I've been complaining about extremely long boot times in previous Zen 4 reviews, and they are still not fixed in a meaningful way. One workaround is to enable the "Memory Context Restore" BIOS option, which saves some memory training info after the first attempt and reuses that on subsequent reboots. I always wondered why it's turned off by default, now I know. I enabled the option like I always do and was wondering why I kept getting random bluescreens in Windows. Everything worked fine under load, for hours, but when the PC was idle and I stopped moving the mouse cursor, boom, bluescreen. I spent a whole day changing memory timings, voltages, swapping components, reinstalling Windows, until I found out that memory context restore was the problem. This will probably get fixed soon, like several other small bugs that caused hangs during POST after changing a setting in BIOS or Ryzen Master. With memory context restore disabled, it will take 35 seconds from pressing the power button until you are seeing the first output on your monitor from POST. Booting into Windows adds another 10-15 seconds on top of that.

While the original 5800X3D was locked for overclocking, AMD is giving us some control through Precision Boost Overdrive with the 7000X3D CPUs. You still can't use multiplier-based overclocking, but you may raise the various power limits and use Curve Optimizer to adjust the voltage-frequency curve. At stock, temperatures are no problem as long as you use a decent cooler, despite the fact that AMD lowered the thermal limit to 89°C, to protect the 3DV-Cache CCD from too much heat. Once you unleash the PBO settings, you'll be running into the thermal throttle basically all the time. Switching from the Noctua NH-U14S to our Arc Liquid Freezer II AIO made only minimal difference, which means the problem is with the thick IHS, which limits the heat transfer, so no matter what cooling you put on top of the CPU, your temps will always be high. Still, we saw around 2% gains in applications and gaming, which helps in the fight against Intel's offerings.

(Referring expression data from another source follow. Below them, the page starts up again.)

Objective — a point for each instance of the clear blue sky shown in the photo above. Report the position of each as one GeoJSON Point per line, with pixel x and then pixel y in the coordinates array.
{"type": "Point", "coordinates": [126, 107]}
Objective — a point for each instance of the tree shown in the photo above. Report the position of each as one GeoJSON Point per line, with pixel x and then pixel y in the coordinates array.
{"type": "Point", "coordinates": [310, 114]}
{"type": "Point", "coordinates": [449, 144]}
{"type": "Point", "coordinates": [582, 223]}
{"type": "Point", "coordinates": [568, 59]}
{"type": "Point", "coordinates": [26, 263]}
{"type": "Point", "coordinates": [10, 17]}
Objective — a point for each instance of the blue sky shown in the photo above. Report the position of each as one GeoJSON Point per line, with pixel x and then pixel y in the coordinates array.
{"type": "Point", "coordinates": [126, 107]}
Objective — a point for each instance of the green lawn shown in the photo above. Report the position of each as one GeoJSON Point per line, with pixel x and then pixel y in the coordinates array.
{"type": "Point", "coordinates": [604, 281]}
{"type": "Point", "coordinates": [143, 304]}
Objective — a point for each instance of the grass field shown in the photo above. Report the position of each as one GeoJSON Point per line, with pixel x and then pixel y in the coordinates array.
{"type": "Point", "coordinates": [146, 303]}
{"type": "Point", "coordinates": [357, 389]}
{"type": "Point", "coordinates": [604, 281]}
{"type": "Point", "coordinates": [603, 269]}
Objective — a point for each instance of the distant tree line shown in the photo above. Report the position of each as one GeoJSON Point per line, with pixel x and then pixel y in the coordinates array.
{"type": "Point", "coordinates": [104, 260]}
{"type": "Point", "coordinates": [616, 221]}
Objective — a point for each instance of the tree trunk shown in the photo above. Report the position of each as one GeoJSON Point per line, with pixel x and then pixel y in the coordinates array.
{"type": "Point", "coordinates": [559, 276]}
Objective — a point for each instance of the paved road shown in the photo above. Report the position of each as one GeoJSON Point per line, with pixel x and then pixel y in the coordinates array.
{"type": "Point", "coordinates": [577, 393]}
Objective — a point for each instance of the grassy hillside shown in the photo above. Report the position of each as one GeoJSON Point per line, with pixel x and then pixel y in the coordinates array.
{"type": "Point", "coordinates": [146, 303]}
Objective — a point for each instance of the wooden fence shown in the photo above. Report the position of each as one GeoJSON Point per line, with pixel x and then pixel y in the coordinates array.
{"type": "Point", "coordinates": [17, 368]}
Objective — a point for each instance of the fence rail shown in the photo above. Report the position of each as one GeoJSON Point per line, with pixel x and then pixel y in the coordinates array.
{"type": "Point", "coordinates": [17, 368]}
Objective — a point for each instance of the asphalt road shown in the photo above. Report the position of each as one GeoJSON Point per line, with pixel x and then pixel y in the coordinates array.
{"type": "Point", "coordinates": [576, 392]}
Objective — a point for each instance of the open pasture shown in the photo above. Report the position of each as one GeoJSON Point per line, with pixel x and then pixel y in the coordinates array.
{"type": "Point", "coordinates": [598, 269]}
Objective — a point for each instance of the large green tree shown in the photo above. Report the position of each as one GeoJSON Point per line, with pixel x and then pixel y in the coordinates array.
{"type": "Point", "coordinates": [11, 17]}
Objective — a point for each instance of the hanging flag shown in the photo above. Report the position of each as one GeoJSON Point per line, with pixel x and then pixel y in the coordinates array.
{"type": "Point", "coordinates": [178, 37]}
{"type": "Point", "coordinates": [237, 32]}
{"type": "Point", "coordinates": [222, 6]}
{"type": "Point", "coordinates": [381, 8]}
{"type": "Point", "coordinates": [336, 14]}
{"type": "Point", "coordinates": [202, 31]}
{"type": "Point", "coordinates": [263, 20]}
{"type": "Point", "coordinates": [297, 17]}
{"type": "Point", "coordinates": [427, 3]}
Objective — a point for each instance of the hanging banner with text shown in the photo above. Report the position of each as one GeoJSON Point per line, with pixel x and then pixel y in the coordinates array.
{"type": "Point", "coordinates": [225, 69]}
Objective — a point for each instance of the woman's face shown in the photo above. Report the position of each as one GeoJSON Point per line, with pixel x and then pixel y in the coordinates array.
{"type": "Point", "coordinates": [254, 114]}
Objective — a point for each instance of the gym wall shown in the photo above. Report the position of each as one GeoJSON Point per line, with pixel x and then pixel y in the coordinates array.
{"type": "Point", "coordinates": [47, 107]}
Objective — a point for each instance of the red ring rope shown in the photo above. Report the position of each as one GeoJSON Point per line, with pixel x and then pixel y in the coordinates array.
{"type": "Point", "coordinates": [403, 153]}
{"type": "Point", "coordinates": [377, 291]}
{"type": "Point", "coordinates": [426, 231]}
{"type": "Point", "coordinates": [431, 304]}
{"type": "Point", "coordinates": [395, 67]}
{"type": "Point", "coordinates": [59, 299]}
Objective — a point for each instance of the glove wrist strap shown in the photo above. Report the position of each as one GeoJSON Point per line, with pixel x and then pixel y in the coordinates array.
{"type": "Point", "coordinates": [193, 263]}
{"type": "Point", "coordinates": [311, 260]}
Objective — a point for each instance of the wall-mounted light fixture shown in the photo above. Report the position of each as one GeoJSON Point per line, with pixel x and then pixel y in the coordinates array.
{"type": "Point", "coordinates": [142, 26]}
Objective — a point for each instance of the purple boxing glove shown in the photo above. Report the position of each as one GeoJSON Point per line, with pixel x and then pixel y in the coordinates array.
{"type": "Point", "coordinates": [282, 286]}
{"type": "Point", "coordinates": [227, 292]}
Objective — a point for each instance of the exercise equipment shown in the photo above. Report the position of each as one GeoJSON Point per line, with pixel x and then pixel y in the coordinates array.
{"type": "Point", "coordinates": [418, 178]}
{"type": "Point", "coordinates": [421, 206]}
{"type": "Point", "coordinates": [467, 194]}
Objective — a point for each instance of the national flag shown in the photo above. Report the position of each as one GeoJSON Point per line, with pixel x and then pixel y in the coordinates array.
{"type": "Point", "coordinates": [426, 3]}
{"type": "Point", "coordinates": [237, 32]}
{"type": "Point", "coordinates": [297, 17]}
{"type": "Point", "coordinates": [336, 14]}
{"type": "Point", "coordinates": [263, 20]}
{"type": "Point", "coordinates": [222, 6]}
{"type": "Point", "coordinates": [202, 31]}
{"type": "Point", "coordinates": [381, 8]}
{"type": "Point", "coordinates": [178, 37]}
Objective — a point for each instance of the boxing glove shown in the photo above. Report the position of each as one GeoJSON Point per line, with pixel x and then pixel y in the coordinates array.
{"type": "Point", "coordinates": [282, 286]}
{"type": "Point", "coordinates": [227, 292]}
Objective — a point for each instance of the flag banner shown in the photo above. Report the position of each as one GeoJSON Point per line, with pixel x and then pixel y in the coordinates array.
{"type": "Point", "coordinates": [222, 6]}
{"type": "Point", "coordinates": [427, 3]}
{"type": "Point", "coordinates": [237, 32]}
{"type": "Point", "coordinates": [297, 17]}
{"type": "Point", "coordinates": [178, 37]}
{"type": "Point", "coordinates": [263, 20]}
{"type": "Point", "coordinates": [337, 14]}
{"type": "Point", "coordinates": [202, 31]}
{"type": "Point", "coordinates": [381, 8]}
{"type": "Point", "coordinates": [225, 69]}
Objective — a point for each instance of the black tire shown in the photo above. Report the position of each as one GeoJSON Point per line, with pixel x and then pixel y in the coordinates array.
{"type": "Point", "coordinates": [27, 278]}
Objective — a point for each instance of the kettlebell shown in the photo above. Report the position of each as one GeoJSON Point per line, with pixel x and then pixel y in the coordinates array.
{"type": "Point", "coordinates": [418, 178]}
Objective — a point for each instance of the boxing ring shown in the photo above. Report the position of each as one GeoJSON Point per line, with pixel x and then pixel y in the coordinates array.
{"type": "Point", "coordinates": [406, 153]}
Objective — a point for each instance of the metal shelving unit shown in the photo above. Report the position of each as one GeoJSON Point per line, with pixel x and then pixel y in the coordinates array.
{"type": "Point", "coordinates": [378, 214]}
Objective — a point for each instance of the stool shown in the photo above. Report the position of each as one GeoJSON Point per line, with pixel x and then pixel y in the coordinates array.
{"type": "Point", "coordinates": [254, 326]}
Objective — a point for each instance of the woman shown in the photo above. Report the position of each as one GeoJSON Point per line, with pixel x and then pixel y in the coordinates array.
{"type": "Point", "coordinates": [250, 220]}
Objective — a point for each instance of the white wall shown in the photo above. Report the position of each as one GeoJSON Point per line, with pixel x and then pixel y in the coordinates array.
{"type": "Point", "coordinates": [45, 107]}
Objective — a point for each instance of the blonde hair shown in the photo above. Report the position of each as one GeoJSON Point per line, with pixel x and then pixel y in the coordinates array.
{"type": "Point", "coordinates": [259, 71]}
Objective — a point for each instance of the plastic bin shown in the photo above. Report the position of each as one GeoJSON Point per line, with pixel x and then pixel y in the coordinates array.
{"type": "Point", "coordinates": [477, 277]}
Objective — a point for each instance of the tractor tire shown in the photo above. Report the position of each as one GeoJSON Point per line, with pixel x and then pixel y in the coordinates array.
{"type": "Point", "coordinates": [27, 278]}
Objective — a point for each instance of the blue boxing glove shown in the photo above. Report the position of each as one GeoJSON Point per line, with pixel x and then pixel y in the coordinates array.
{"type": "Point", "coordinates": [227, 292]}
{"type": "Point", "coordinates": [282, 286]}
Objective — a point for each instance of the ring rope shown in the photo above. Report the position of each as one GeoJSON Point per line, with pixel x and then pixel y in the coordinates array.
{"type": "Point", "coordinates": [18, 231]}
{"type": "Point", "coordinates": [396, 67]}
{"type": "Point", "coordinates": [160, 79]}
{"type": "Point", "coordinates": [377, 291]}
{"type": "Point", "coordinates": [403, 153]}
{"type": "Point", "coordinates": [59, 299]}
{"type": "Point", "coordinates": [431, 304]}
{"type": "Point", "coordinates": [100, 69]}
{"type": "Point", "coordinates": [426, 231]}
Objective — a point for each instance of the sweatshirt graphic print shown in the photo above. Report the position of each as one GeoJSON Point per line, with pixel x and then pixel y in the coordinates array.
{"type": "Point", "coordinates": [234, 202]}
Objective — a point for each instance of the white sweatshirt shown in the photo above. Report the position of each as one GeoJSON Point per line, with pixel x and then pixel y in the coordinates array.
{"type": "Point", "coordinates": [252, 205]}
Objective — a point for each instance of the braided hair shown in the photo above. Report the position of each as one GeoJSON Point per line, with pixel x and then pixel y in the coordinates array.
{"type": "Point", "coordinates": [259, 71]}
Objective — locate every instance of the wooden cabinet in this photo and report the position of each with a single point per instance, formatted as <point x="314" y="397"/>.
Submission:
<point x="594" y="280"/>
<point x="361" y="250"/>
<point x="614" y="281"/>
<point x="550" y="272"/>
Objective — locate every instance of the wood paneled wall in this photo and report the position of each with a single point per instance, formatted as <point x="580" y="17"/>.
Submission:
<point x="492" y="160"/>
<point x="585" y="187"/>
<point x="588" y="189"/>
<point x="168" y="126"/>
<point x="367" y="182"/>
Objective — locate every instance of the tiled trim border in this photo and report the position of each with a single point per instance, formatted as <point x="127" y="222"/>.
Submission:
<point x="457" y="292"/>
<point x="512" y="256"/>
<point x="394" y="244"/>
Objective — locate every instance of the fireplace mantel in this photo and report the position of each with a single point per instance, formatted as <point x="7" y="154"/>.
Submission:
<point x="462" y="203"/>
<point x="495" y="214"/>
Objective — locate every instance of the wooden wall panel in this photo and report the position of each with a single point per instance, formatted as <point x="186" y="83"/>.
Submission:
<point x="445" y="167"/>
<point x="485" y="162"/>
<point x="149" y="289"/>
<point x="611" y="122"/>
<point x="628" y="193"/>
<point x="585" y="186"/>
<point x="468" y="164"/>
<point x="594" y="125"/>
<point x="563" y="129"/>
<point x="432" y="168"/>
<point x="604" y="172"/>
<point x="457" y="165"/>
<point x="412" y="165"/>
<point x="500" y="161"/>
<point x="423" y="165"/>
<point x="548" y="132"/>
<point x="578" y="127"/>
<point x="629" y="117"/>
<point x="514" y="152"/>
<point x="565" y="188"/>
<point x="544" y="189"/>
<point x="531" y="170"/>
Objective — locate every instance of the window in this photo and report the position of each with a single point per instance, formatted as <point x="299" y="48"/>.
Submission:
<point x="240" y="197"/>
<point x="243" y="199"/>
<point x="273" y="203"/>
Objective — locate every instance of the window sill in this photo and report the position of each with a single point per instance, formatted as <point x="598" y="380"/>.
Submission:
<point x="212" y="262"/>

When I first heard that 7950X3D would come with V-Cache on a single CCD only, I thought it would be a big failure. Instead AMD has achieved the unthinkable, their new flagship processor works great in both applications and games. This is good news for gamers that use their rig for various content-creation tasks, too—the 7950X3D will give you the best of both worlds. In terms of pricing, the Ryzen 9 7950X3D is expensive, as expected. With $700 it matches the launch price of the 7950X, which is definitely nice, but the 7950X has dropped down to $590 now. Saving those $110 makes perfect sense if you do not game at all. If you run a mix of workloads, both gaming and demanding applications, then I would pick the 3DV-Cache version any day over the 7950X. If your core focus is gaming and you only run light applications and browsing, then the Ryzen 9 7950X3D is certainly overkill and you should wait for the 7800X3D in April. Intel's Raptor Lake lineup is still very strong, the 13900K offers outstanding performance in applications and games for $570, the $130 difference to 7950X3D could go towards a faster GPU. If you want a CPU that's "good enough" for 4K with a high-powered GPU, then Intel Core i5-13600K for $290 is hard to beat. If you already have a AM4 setup, then upgrading to the 5800X3D is a great alternative, because you only need a new CPU and can continue using motherboard and memory. It will be interesting to see what happens next, how 7800X3D can affect the AM5 value proposition, and whether upcoming A620 chipset motherboards can help bring the platform cost down.